L’affaire remonte à fin 2013, mais «grenouillait» depuis un moment déjà. En décembre dernier, les polices fribourgeoise et militaire ont perquisitionné un local situé sur la place de tir de Montagne de Lussy dans le canton de Fribourg. Tout un stock de munitions et d’armes a été saisi. «C’était un mélange improbable», indique une source évoquant pêle-mêle des anciens mousquetons de l’armée suisse, des armes de poing, mais également des armes en provenance des pays de l’Est, dont des AK-47, plus connus sous le nom de kalachnikov.
S’agissant d’un lieu placé sous la responsabilité de la Confédération, en l’occurrence de l’armée, c’est la justice militaire qui est en charge de l’affaire. Son porte-parole, Tobias Kühne, confirme l’ouverture d’une enquête «en complément de preuves» concernant l’usage d’armes et de munitions ainsi que l’utilisation des infrastructures. Il indique que «300 armes, pour la plupart appartenant à des civils et entreposées dans un local militaire ont été séquestrées». Mais que faisait cette artillerie lourde propriété de civils dans un local de l’armée? C’est justement ce que le juge d’instruction militaire désigné est en train d’établir. Son rapport sera rendu d’ici à quelques semaines.
Milieu interlope
Selon nos informations, plusieurs dignitaires de l’armée en poste ou à la retraite ont déjà été interrogés. Tout comme un haut gradé en exercice et des civils. Il y aurait également un ancien des forces spéciales françaises et un ex-agent de sécurité suisse qui, il y a plusieurs années, a travaillé pour le compte d’une société de sécurité israélienne. Cet homme avait à l’époque été entendu par la justice genevoise dans le cadre d’un hypothétique kidnapping d’Athina Onassis. L’affaire avait fait grand bruit à la fin des années 1990 avant d’être classée, rien ne prouvant une tentative de rapt.

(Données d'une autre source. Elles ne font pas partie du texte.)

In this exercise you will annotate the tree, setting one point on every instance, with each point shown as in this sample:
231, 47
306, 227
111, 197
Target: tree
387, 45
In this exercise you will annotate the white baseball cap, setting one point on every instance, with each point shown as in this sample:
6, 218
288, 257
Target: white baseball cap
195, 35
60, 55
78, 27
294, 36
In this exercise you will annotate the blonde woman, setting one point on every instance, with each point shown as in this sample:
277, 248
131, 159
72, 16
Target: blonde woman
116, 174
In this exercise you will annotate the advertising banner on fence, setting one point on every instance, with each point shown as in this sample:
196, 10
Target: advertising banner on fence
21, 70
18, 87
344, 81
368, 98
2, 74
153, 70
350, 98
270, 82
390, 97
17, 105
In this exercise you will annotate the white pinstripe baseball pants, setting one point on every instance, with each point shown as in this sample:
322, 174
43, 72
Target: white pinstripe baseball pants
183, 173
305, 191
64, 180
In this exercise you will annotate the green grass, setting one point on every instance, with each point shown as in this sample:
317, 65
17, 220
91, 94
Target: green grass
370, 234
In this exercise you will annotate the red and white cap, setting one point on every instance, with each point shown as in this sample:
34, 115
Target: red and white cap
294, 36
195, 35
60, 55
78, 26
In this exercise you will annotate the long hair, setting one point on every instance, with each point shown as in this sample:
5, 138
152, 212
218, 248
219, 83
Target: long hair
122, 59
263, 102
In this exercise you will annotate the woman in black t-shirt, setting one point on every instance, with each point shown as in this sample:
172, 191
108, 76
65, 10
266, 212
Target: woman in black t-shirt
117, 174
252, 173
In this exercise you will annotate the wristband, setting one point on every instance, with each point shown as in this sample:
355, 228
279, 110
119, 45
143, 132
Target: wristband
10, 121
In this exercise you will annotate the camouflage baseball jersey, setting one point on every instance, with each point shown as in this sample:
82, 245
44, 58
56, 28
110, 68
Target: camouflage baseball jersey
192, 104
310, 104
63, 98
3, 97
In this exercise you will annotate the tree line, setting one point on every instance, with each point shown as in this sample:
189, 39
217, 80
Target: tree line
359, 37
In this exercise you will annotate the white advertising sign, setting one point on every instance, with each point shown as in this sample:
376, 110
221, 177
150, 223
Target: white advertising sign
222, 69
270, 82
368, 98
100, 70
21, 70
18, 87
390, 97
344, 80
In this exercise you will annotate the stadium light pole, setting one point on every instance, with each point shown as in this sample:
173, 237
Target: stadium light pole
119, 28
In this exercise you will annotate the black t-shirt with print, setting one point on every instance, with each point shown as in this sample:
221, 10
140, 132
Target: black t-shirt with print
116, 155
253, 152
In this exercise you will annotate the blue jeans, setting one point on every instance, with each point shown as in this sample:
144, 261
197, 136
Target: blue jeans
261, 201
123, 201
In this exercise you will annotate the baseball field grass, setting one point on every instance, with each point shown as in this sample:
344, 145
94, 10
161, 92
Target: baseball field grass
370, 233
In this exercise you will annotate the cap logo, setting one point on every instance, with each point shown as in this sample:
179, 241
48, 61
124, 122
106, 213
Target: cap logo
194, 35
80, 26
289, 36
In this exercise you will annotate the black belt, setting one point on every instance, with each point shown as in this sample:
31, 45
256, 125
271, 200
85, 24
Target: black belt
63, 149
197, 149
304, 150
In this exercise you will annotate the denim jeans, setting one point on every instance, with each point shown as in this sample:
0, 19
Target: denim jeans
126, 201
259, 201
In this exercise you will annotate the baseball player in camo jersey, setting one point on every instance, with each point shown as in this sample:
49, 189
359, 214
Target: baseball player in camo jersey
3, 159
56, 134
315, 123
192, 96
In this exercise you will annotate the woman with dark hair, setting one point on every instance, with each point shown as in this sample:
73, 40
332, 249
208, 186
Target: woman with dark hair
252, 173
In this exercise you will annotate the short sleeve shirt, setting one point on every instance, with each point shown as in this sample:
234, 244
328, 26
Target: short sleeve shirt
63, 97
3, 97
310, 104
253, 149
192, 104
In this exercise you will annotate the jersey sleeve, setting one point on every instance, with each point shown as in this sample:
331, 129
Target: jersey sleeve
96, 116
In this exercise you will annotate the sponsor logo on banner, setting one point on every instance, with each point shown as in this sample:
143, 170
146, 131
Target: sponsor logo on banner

Dans le dossier «Montagne de Lussy», certaines sources n’hésitent pas à évoquer des «barbouzeries» et même la création «d’une cellule secrète à la P26»! Le stand de tir accueillait régulièrement des stages organisés par un militaire connu au niveau européen – et même au-delà – pour ses méthodes de tir de combat. «Un maître en la matière qui a pu susciter des jalousies», estime un officier sous le couvert de l’anonymat.
Enquête intercantonale
Pour la justice militaire, il s’agit désormais – en collaboration avec les différents services des armes cantonaux – de retrouver les propriétaires des différents calibres et «de procéder aux vérifications usuelles». «Par rapport aux munitions, la police militaire a effectué différents contrôles au sein de plusieurs troupes avec les commandements concernés», ajoute Tobias Kühne, précisant que cette place de tir peut être utilisée par les civils «moyennant autorisation des autorités compétentes».
A l’issue du rapport du juge militaire, l’affaire débouchera soit sur un classement, soit sur une sanction disciplinaire ou alors, si des éléments probants sont mis en évidence, sur l’ouverture d’une enquête dite «ordinaire».